Der Feinststaub verursacht die globale Klimakatastrophe mit - zu diesem Schluss kommt der Schadstoffexperte und Umweltphysiker Gerhard Fleischhacker von CEF-Austria im pressetext-Interview. "Die derzeitige Diskussion bzw. die allgegenwärtigen Bestrebungen, durch eine moderate CO2-Reduktion dem Klimawandel wirksam zu begegnen, ist bedauerlicherweise nur dem Floriani-Prinzip zuordenbar und lenkt von der nachweislichen Problematik des eigentlichen Verursacherprinzips ab", so der Experte.
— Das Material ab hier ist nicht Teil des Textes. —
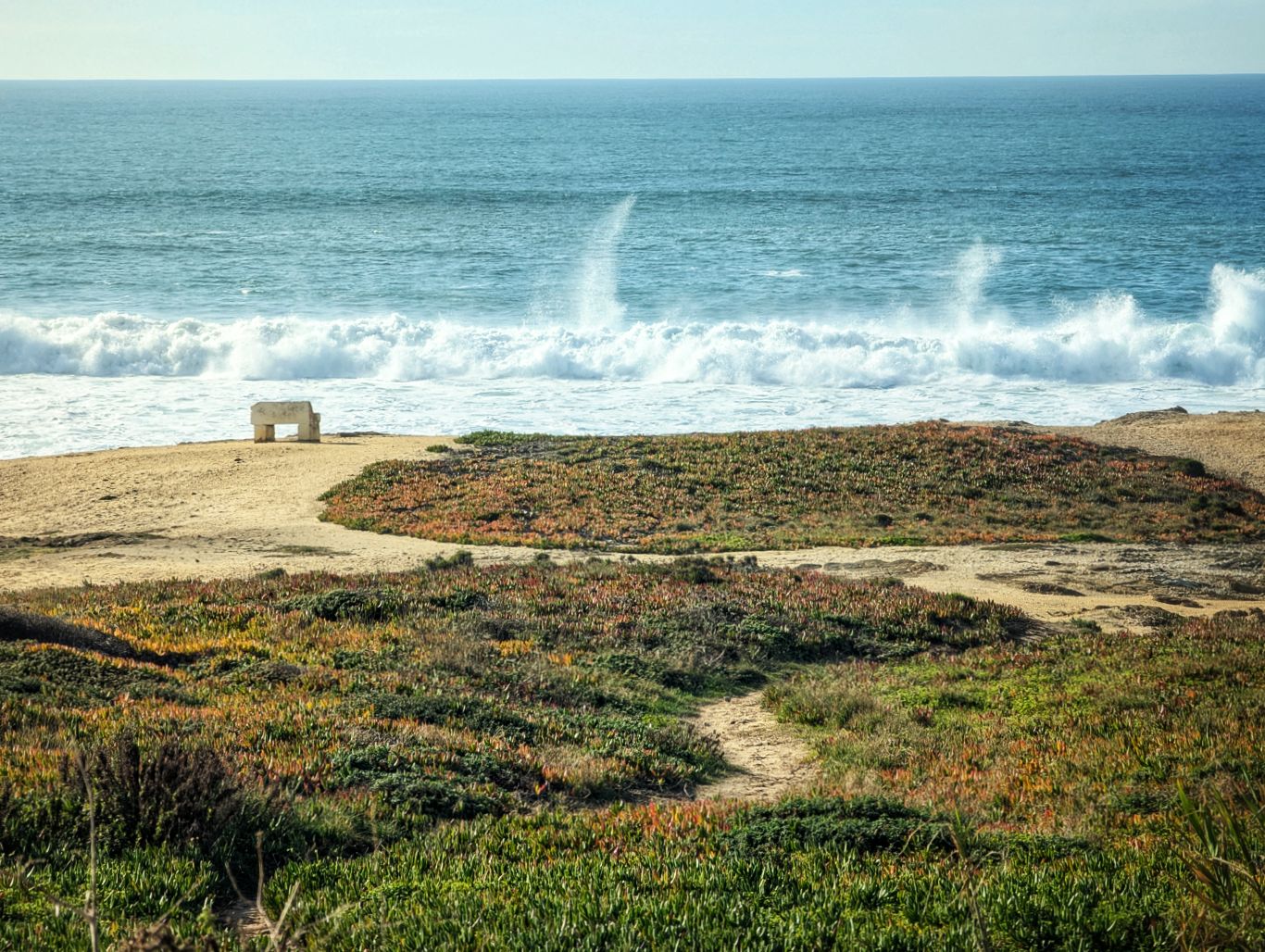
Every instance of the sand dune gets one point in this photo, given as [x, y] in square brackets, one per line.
[235, 508]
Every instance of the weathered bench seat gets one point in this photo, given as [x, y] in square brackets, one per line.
[266, 415]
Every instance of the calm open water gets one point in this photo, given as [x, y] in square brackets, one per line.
[431, 257]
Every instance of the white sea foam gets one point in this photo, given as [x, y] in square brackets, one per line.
[1106, 340]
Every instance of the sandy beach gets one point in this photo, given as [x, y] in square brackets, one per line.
[235, 508]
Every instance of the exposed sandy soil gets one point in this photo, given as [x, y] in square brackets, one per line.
[768, 758]
[235, 508]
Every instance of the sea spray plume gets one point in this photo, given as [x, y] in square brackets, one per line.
[1238, 307]
[974, 266]
[596, 302]
[1105, 340]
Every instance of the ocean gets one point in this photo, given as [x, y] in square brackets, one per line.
[624, 257]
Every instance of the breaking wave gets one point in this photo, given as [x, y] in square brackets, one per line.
[1108, 340]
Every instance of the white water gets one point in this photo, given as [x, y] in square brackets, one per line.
[106, 380]
[1105, 340]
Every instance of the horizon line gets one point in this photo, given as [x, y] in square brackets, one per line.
[629, 79]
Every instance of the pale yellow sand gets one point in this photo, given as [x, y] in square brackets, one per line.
[237, 508]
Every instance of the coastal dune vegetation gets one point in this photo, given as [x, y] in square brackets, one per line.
[501, 757]
[912, 484]
[507, 757]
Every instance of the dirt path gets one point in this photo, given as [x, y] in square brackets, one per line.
[235, 508]
[770, 758]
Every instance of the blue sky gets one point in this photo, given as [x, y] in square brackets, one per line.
[616, 38]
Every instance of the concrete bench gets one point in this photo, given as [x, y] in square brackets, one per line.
[265, 418]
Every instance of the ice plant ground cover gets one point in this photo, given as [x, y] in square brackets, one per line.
[912, 484]
[414, 748]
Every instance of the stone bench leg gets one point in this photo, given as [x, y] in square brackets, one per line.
[308, 432]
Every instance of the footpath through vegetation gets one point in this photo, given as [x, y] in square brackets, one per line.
[411, 750]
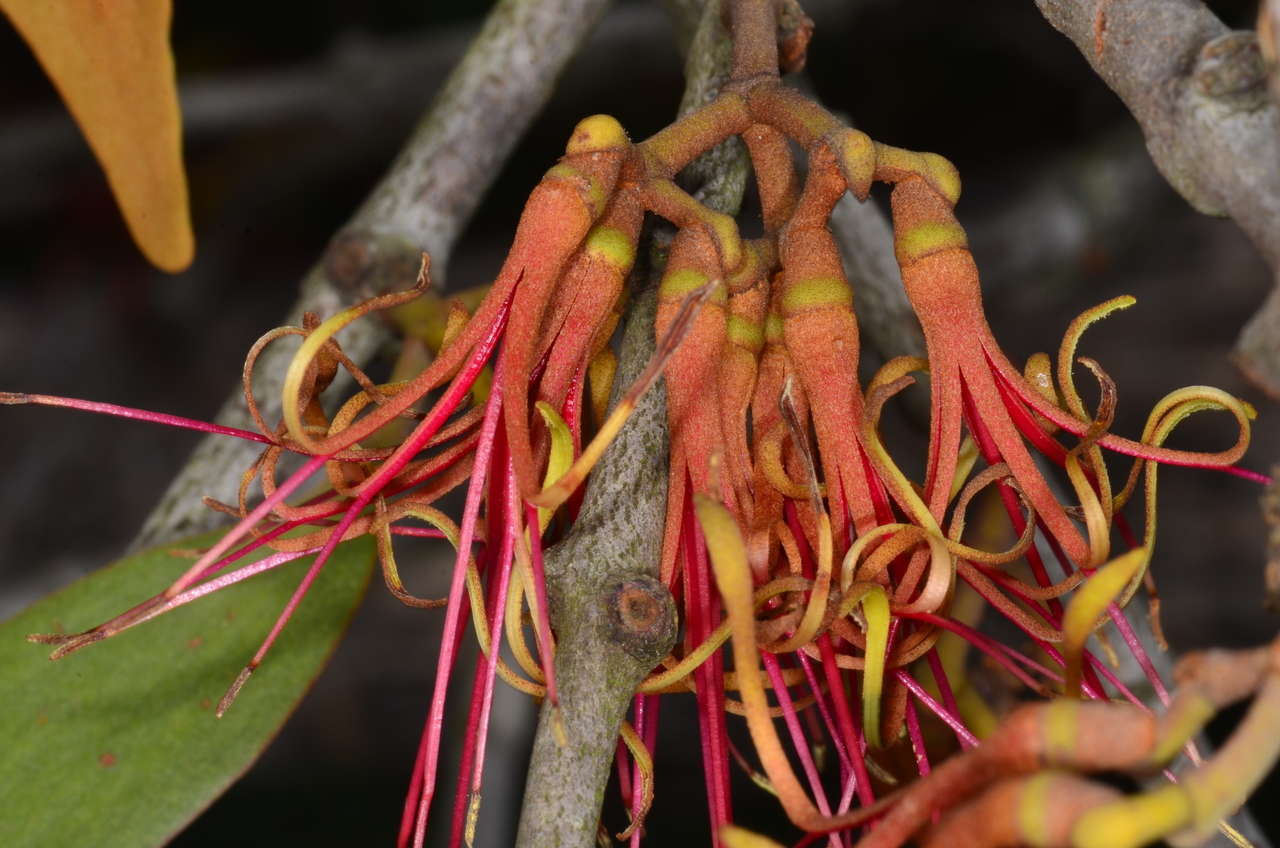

Mittlerweile wurde nachgewiesen, dass in den vergangenen Jahrhunderten nachhaltige Klimaveränderungen großteils durch vulkanische Einflüsse ausgelöst wurden, argumentiert Fleischhacker, der etwa den Vulkanausbruch des Tambora auf der Insel Sulawesi vom 10. April 1815 als Beispiel heranzieht. Forscher haben festgestellt, dass danach große Teile des Erdmantels in Asche und Staub gehüllt wurden und das Klima für einige Jahre verrückt spielte. Dies sei sogar soweit gegangen, dass es in Europa Ernteausfälle gegeben hatte. "Ursache dieser kurzfristigen Veränderungen - in diesem Fall Kälteperioden - waren die vulkanischen Staub- und Gas-Emissionen des Tambora und die Verfrachtung des Auswurfes über den gesamten Globus."

"Das CO2 kann schlechthin nicht als Klimakiller bezeichnet werden, sondern nur als Indikator bzw. als Leitparameter der verschiedenen Verbrennungsprozesse." Das CO2 könne demnach nur als Nachweis für die diversen Verbrennungsprozesse dienen und bringe zum Ausdruck, dass nachweislich erhebliche Mengen an Schadgasen und Feinststaub in die freie Atmosphäre ausgetragen werden, wodurch das Klima nachhaltig beeinflusst werde. Fleischhacker will im pressetext-Interview nicht auf ohnehin bekannte Zahlenwerte eingehen, sondern verweist darauf, dass allein durch rund 800 Mio. Fahrzeuge und Motoren, die in Betrieb sind, die Smogsituation in den Großstädten unerträglich geworden sei.

"Die Ein- oder auch die Abstrahlung der Sonne auf die Erdoberfläche wird vorwiegend durch den Einfluss der Schwebeteilchen bzw. der Aerosole behindert", so der Experte. Die Erkenntnis werde auch dadurch bestätigt, dass auf der Nordhalbkugel und der Arktis ein starker Temperaturanstieg zu verzeichnen ist, der nicht zuletzt durch die vermehrten Aktivitäten der Industriestaaten im Bereich der nördlichen Hemisphäre und die dadurch bedingten Schadstoffemissionen aus den Verbrennungsprozessen verursacht werde.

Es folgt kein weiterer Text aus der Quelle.